As can be noted, the graph is mostly linear. In this graph, K would be a constant that helps the equation start at the origin, and makes up for any initial differences between the ln equation and our real-world values.

Exercise 3 : Fitting a first order rate model by calculating mass transfer coefficient

Since the plot that we just found of ln uses K, and in it rho, we can rewrite that equation to solve for the mass transfer coefficient.

\[ \rho=-K*D \]

x=data$time/3600/24 -7500/3600/24
y=log(data$conc/1.087)
plot(x,y)
linreg <- lm(y~x+0)
names(linreg)
##  [1] "coefficients"  "residuals"     "effects"       "rank"         
##  [5] "fitted.values" "assign"        "qr"            "df.residual"  
##  [9] "xlevels"       "call"          "terms"         "model"
##  [1] "coefficients"  "residuals"     "effects"       "rank"         
##  [5] "fitted.values" "assign"        "qr"            "df.residual"  
##  [9] "xlevels"       "call"          "terms"         "model"
linreg$coefficients
##         x 
## -1.599243
abline(linreg)

rho = linreg$coefficients*(-0.1)
print(rho)
##         x 
## 0.1599243
######## Add below



The value that I calculated for rho is 0.16 m/day.

Exercice 4: Treatment time for stagnant water

To calculate the length of time needed to decrease nitrate concentrations from 7 mg N/L to .3 mg N/L, you would use the equation that we found in the previous example to solve for t.
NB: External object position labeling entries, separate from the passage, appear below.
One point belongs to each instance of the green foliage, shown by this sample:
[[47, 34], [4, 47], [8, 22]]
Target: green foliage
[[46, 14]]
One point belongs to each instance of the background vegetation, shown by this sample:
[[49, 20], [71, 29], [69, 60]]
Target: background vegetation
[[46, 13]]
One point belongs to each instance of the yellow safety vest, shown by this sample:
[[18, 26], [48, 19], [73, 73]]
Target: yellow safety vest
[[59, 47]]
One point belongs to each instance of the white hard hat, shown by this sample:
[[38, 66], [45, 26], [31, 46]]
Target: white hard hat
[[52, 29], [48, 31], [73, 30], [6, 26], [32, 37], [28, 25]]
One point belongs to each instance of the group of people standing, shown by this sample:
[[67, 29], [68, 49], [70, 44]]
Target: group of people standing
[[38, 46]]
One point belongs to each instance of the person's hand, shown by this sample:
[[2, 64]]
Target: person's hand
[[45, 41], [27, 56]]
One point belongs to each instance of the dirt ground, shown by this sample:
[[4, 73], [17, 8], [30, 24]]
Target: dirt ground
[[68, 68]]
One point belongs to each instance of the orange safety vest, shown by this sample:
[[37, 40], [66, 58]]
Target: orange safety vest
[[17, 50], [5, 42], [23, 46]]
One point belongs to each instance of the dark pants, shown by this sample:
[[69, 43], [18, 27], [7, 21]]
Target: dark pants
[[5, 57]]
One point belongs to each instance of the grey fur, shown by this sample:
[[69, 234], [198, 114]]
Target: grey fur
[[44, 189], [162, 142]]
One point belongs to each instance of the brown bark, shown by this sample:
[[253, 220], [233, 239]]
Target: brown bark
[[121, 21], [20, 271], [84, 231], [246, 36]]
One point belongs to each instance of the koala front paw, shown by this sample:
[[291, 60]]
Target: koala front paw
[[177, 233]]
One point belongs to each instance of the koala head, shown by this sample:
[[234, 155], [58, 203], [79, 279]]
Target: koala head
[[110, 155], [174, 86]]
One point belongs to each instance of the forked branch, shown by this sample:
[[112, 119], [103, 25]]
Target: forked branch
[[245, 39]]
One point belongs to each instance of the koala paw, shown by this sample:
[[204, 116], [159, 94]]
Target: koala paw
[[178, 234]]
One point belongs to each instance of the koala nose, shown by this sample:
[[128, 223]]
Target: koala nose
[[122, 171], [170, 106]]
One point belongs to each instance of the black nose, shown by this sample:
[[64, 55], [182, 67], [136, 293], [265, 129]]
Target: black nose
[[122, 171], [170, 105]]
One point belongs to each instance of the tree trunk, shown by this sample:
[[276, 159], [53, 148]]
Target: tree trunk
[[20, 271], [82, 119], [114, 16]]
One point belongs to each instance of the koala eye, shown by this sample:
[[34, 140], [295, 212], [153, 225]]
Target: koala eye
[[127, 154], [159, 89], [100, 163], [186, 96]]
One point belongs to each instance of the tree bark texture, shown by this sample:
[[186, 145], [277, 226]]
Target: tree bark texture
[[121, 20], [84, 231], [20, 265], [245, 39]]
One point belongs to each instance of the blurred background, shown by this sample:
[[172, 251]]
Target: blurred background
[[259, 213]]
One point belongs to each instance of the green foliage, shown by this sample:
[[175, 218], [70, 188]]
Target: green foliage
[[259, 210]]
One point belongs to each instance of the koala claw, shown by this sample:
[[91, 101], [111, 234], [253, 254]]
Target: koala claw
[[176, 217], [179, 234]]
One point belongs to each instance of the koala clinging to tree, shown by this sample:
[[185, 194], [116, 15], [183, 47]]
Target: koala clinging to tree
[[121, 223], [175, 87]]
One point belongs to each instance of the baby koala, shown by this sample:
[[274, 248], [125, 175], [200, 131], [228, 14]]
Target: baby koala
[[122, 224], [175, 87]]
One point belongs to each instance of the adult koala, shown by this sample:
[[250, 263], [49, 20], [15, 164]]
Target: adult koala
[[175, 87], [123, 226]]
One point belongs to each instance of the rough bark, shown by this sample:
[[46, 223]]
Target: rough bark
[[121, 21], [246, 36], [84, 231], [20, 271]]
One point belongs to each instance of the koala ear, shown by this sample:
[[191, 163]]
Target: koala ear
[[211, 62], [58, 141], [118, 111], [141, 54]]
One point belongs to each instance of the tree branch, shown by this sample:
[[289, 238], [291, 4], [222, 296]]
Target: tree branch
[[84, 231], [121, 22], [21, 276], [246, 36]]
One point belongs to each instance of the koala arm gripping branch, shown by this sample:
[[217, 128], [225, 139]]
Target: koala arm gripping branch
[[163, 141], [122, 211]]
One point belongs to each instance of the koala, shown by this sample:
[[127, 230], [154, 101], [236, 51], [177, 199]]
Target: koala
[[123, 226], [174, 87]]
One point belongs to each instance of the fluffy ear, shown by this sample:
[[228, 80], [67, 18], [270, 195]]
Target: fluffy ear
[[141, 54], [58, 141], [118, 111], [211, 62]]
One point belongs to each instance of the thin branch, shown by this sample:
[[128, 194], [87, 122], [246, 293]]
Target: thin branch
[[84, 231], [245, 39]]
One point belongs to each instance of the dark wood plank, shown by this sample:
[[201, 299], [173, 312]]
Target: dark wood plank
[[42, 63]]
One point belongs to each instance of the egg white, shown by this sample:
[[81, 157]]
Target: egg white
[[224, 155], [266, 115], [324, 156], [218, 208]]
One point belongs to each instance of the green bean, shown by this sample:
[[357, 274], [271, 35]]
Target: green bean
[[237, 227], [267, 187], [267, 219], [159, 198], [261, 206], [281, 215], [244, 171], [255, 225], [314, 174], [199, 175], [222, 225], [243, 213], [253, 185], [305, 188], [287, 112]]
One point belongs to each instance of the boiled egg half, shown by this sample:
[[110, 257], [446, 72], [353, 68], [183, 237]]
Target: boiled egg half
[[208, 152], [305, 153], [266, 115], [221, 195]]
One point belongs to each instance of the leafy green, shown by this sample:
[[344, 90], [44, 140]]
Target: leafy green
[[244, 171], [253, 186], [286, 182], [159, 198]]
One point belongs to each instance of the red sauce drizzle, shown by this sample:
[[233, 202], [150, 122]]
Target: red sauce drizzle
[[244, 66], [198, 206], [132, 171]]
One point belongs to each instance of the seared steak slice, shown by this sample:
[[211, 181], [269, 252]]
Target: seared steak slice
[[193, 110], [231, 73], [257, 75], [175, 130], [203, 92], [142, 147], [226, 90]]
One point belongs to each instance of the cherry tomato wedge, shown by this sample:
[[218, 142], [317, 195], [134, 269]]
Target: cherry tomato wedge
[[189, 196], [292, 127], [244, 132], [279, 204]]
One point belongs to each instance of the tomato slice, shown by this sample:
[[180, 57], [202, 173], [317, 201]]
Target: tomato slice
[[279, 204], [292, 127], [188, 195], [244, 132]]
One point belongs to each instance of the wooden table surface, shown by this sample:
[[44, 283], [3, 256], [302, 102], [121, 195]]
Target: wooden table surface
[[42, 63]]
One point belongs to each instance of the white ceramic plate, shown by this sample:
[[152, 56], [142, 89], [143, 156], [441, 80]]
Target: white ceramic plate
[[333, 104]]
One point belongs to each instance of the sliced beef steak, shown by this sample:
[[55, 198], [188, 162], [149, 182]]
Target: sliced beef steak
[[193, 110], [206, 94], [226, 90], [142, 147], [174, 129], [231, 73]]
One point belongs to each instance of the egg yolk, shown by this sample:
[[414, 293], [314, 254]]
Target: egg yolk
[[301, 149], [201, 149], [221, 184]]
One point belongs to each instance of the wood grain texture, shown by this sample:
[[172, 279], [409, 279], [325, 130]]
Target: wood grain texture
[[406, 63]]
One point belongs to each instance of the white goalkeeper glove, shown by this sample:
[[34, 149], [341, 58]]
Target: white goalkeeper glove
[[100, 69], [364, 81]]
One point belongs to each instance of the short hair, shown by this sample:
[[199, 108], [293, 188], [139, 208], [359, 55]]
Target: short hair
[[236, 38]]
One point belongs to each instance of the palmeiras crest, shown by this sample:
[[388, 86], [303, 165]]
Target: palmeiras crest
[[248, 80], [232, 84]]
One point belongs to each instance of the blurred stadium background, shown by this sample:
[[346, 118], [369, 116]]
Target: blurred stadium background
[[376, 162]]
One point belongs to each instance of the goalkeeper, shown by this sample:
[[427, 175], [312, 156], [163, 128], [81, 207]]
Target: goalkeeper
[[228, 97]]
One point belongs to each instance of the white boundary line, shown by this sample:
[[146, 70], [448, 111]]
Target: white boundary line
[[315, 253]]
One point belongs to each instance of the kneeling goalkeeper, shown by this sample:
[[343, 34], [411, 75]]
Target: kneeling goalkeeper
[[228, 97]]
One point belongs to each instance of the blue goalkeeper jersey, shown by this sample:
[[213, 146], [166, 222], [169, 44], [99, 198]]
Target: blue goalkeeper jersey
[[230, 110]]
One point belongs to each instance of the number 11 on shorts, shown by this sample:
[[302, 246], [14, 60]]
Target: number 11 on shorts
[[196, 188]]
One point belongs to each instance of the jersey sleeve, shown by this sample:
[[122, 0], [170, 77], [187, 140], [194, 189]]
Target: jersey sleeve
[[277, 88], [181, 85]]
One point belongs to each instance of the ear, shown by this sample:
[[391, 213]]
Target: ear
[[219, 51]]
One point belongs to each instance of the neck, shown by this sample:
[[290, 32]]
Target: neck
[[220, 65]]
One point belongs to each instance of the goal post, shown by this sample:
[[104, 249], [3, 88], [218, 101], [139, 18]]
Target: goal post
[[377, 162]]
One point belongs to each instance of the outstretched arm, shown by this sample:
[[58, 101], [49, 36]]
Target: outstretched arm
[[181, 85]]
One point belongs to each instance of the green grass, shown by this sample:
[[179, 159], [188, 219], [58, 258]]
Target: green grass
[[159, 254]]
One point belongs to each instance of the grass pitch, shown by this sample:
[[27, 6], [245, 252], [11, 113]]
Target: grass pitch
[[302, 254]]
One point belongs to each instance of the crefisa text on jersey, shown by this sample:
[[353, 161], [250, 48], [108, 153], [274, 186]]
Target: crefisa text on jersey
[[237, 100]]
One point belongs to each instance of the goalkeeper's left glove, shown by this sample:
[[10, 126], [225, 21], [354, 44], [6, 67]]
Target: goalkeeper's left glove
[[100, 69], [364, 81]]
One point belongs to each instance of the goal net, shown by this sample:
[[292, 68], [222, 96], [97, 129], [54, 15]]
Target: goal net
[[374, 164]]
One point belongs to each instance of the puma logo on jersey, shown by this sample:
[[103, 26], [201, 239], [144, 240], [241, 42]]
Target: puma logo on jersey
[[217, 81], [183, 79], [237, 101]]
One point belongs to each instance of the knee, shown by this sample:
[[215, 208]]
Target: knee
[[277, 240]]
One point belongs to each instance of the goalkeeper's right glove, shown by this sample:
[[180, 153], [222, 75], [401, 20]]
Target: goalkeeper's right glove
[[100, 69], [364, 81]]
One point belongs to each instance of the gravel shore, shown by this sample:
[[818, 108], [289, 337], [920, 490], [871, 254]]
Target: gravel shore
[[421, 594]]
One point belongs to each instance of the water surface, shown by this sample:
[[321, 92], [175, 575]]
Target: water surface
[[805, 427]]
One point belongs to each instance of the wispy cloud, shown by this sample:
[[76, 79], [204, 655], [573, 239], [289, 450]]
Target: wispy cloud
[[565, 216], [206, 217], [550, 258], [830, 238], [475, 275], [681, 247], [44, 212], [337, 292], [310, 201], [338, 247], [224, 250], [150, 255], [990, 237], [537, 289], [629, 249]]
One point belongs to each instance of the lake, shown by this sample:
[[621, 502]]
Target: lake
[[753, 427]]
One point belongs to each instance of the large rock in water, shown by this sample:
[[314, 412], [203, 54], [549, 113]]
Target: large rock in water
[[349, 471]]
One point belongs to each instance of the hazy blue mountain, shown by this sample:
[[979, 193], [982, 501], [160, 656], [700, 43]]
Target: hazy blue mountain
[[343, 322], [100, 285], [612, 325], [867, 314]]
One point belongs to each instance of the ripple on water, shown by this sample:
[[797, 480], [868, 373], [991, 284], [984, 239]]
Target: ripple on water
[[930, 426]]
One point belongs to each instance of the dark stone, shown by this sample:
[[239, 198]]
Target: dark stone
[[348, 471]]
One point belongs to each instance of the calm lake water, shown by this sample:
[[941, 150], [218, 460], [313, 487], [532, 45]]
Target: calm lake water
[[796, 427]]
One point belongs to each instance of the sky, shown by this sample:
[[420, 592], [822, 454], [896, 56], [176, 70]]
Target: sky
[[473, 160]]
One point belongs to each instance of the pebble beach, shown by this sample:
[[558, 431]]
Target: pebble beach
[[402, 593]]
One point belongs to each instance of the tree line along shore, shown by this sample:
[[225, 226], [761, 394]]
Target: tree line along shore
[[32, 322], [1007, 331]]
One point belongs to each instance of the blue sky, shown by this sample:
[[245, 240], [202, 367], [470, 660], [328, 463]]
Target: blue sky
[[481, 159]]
In this example, C(t) is equal to our goal concentration of .3 mg N/L,t0 is equivalent to zero, rho was just solved for and is 0.160, Ci is the inital oncentration 7 mg N/L, and D is the water depth which is 10 cm.

\[ ln{\frac{C(t)}{C_0}}*({-\frac{D}{\rho}})=t-t_0 \]

## [1] 1.968677

If the wetland has stagnant water, it will take 1.97 days for the Nitrogen concentration to go from 7 mg N/L to 0.3 mg N/L.

\[ RP={\frac{C_i-C_f}{C_i}} \]

\[ = \] \[ RP ={\frac{C_0-C_0e^{-\frac{\rho}{D}(t-t_0)}}{C_0}} \]

\[ = \]

\[ RP (percentage) = (1-e^{-\frac{\rho}{D}(t-t_0)})*100 \]

## [1] 79.81033

In this example with 10 cm of stagnant water, using t = 1 day the removal percentage of the wetland is 80 %. This means that in one day, 80% of the Nitrate Concentration in the water is treated. This percentage is expected to be higher if the water had be circulated instead.

Exercise 5: Treatment time for water recirculated at 3 cm/s

data2<-read.csv(file="https://raw.githubusercontent.com/francoisbirgand/BAE204-removal_kinetics_lab/master/Exp03_Rep3_U3.csv",header = TRUE) #Reads file into table format
data2<-read.csv(file="Exp03_Rep3_U3.csv",header = TRUE) #Reads file into table format
timeday2 <- data2$time/(3600*24)
conc2 <- data2$conc
xlimtime2 <- range(timeday2)
ylimconc2 <- range(conc2)
plot(timeday2,conc2,
     xlim = xlimtime2, ylim = ylimconc2,
     xlab = "Time in days", ylab = "Nitrate Concentrations (mg N/L)",
      main = "Concentration of Nitrate Over Time",pch = 21, col = "blue", bg= "blue")

D = 0.1
C_02 = conc2[1]
t_02 = timeday2[1]
x2 <- (timeday2-t_02)
y2 <- log(conc2/C_02)
linreg2 = lm(y2~x2+0)
k2 = linreg2$coefficients
rho2 = -k2*D
plot(x2,y2, abline(linreg2),
     xlab= "Time (Days)", ylab = "ln(concentration)",
         main = "ln(Co/C) over time",pch = 21, col = "green", bg= "green")

print(rho2)
##        x2 
## 0.3702087

If the water was moving at 3 cm/s, the rho value would be 0.37 m/day.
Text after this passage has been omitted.